Les dons ? Cela favorise les candidats dont les partisans sont des ultra-riches qui peuvent faire des dons très élevés. Macron organise ainsi des dîners très sélects où grands patrons, avocats d’affaires et banquiers lui font des gros chèques à titre privé. Certains ont même débordé des limites prévues. La justice a fait les gros yeux avant de passer l’éponge. Petits veinards ! Le deuxième canal de financement possible est de rechercher un prêt auprès d’une banque privée. C’est à priori sans risque pour la banque s’agissant de candidats qui ont toutes les chances de dépasser le plafond de 5% des voix donnant lieu au remboursement des dépenses par l’État.
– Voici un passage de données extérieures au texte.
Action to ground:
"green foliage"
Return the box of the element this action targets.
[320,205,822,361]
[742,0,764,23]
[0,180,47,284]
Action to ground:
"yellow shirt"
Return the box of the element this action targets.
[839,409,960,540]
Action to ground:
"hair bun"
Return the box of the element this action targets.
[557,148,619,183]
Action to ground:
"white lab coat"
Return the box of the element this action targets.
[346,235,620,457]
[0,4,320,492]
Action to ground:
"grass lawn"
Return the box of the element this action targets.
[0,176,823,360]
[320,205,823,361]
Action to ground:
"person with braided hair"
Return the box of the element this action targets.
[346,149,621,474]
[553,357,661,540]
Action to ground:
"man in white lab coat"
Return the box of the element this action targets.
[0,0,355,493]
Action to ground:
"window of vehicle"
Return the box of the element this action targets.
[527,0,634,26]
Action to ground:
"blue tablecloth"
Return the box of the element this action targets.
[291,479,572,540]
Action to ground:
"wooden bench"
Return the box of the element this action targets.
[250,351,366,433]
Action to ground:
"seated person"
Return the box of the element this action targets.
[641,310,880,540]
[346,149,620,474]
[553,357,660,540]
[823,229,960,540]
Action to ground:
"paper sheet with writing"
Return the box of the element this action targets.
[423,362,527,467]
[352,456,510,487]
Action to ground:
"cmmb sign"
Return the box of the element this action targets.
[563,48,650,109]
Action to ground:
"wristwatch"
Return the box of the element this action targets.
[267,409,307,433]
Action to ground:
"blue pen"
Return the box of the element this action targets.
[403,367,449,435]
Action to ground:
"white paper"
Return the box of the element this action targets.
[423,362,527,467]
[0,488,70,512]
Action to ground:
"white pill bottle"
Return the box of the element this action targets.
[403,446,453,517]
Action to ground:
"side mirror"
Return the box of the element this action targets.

Mais cela laisse toujours la possibilité au monde de la finance de boycotter un jour un candidat jugé trop dangereux. C’est pourquoi nous faisons la proposition des prêts par des individus et non des banques. Ils permettraient d’organiser des campagnes de financement populaire massive. Nous y avons eu recours pour l’élection européenne et levé deux millions en dix jours que nous avons intégralement remboursés depuis.
Nous allons aussi présenter un amendement reprenant le contenu de ma proposition de loi sur les 150 000 parrainages citoyens. J’en rappelle le principe. Pour l’instant, la sélection des candidats est le privilège des élus. Il faut, pour avoir le droit de se présenter, réunir 500 parrainages d’élus. Je propose d’ouvrir ce droit à 150 000 citoyens inscrits sur les listes électorales. Ce chiffre, je ne l’ai pas choisi au hasard. Je l’ai repris d’un rapport écrit par une commission présidée par Lionel Jospin. Lui-même a reporté sur le corps électoral français, la proportion choisie dans les pays qui pratiquent déjà cette méthode. Cette procédure ne remplacerait pas l’actuelle : les deux pourraient exister en parallèle. Ainsi, ceux qui sont attachés à ce pouvoir des maires n’en seraient pas privés. Mais les simples citoyens gagneraient un droit démocratique supplémentaire.
Nous présenterons donc ces amendements à l’occasion du passage de cette loi devant l’hémicycle. Nous pensons qu’ils peuvent être acceptés bien au-delà de notre groupe politique. Ils sont l’occasion, après les océans d’abstention des élections municipales, de placer l’élection présidentielle sous le signe de la participation populaire. J’espère donc que ces amendements pourront être discutés et votés en commission et en séance plénière sans être rétorqués avant même les débats comme les macronistes ont pris l’habitude de le faire. L’organisation de l’élection présidentielle n’est pas un petit sujet.